Однако и она, и все сказочное видение калифова дворца рассеялись в душе моей, когда я опустился в отведенное мне кресло второго ряда. В темноте затихшего зала почувствовал я отчетливо и томительно присутствие того значительного и властвующего, перед чем ниц склонялась душа моя многие месяцы. Вспомнилось мне неожиданно и ясно, как в детстве тетушка Арина показала мне в переплете оконной рамы букашку, запутавшуюся в паутине и стихшую в приближении паука.
«Браво!! Браво!!» Колосова кончила, и хор пиратов описывал владыке правоверных прелести плененных гречанок. Я уселся плотнее в кресло и, уставив зрительную трубу на сцену, пытался побороть в себе гнетущее меня чувство.
В тесном кругу оптического стекла, среди проплывающих мимо женских рук и обнаженных плеч, открылось мне лицо миловидное, с напряжением всматривающееся в темноту зрительного зала.
Родинка на шее и коралловое ожерелье на мерно подъемлющейся дыханием груди на всю жизнь отметили в моей памяти это видение.
Томительную покорность и страдание душевное видел я в ее ищущем взоре.

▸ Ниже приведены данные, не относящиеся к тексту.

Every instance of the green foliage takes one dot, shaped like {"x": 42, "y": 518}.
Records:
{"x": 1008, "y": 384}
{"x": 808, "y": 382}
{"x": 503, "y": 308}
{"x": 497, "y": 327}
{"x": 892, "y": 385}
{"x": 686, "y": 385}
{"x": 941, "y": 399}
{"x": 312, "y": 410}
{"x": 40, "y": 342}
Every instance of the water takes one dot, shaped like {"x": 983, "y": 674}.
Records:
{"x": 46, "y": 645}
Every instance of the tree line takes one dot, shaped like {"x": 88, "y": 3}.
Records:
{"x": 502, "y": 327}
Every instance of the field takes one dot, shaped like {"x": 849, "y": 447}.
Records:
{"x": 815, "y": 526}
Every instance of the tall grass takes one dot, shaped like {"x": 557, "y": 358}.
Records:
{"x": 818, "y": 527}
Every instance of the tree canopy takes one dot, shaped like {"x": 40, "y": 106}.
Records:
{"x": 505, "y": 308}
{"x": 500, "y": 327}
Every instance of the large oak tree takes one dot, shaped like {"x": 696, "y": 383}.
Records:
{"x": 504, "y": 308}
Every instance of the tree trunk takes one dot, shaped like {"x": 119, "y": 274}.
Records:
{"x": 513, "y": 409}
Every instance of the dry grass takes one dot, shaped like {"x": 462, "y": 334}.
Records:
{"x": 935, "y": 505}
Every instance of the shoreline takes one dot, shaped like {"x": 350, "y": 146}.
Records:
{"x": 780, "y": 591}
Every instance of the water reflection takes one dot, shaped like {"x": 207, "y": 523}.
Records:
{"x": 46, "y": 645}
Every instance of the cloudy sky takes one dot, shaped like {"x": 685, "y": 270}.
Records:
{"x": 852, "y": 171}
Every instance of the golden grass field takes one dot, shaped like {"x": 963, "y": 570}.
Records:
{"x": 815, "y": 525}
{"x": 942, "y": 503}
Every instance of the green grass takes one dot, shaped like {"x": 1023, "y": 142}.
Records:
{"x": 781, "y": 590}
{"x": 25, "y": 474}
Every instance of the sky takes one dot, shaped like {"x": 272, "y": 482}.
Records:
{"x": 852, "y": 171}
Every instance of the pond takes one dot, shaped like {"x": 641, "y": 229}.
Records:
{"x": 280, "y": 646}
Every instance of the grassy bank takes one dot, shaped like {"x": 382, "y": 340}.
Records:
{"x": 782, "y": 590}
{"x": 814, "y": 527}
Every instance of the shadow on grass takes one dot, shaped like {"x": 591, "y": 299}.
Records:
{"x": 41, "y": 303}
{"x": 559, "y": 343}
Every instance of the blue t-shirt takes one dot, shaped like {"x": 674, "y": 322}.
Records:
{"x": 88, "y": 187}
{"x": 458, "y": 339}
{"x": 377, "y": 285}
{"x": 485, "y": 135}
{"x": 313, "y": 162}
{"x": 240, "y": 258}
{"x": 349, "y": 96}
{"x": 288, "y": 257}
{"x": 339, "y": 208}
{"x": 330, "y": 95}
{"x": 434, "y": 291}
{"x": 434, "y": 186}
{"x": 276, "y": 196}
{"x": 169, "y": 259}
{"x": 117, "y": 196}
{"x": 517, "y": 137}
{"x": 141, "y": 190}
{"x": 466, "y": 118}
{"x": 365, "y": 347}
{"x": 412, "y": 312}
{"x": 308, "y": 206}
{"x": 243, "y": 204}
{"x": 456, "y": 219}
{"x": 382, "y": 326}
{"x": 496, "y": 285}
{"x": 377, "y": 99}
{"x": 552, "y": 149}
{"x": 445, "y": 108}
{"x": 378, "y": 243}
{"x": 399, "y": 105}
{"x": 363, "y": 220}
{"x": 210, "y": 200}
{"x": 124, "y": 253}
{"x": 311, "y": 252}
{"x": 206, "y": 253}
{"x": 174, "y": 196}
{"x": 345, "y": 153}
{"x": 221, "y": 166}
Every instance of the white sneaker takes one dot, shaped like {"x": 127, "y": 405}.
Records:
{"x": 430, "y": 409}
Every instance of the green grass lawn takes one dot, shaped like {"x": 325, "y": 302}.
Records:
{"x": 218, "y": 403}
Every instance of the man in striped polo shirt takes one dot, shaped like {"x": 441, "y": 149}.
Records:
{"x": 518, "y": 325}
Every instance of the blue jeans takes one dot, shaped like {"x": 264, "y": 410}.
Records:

Казалось мне ясно, что и она и я покорны одному кругу роковой власти, давящей, неумолимой.
На минуту потерял я ее в движении сцены и по своей близорукости не сразу мог найти без зрительной трубы.
Меж тем сцена наполнилась новыми толпами белых и черных рабынь, и вереницы pas des deux сменились сложными пируэтами кордебалета.
Вдруг голос мучительно терпкий пронизал всю мою душу, и в нем снова узнал я ее, и снова всплыло ее чарующее лицо, белыми локонами окаймленное в оптическом круге зрительной трубы моей. Голос глубокий и преисполненный тоскою просил, казалось, умолял о пощаде, но не калифа правоверных, не к нему обращался он, а к властителю душ наших, и я отчетливо чувствовал его дьявольскую волю и адское дыхание совсем близко в темноте направо.